Personal Capital Closes $25 Million In Series C Funding For Online Wealth Management Platform

When many people hear “wealth management,” they think of elite advisors meeting old money clients at the country club, or decades-old firms with big names such as Fidelity or Schwab. But in the years ahead, one Silicon Valley startup is aiming to shake up that establishment — and just has raised a nice chunk of new funding to help.

Personal Capital, the online-oriented personal wealth management platform company, has taken on $25 million in a new round of funding led by Crosslink Capital with the participation of asset management giant BlackRock and previous investors Institutional Venture Partners (IVP) and Venrock. The round, which serves as Personal Capital’s Series C, brings the total amount invested in the nearly four year old company to $52.3 million.

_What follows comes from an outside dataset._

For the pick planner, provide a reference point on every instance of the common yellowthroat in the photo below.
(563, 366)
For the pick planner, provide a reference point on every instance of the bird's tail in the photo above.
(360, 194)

In an interview this week, Personal Capital’s CEO Bill Harris, whose history in the financial software space includes time as CEO of both Intuit and PayPal, said that the funding comes after some solid growth on both sides of Personal Capital’s business. The online side, which provides free asset management tools through the web, currently has more than 200,000 users with in excess of $20 billion assets being tracked on the platform. The financial advisory services side, which charge a commission and are provided on the phone or via email through Personal Capital’s team of full-time advisors, currently reaches more than 700 clients with nearly $200 million being managed.

Those numbers are encouraging for an upstart player in a space like wealth management. But Harris says he sees the opportunity in front of Personal Capital as much, much bigger. He said:

“This is the largest market I’ve ever encountered. Individually managed investable assets is a $32 trillion dollar market in the United States… that’s twice the GDP of the entire country. And nobody is dominating it. Even the biggest guys in the space — Fidelity, Schwab — they all have low single digit shares of the market.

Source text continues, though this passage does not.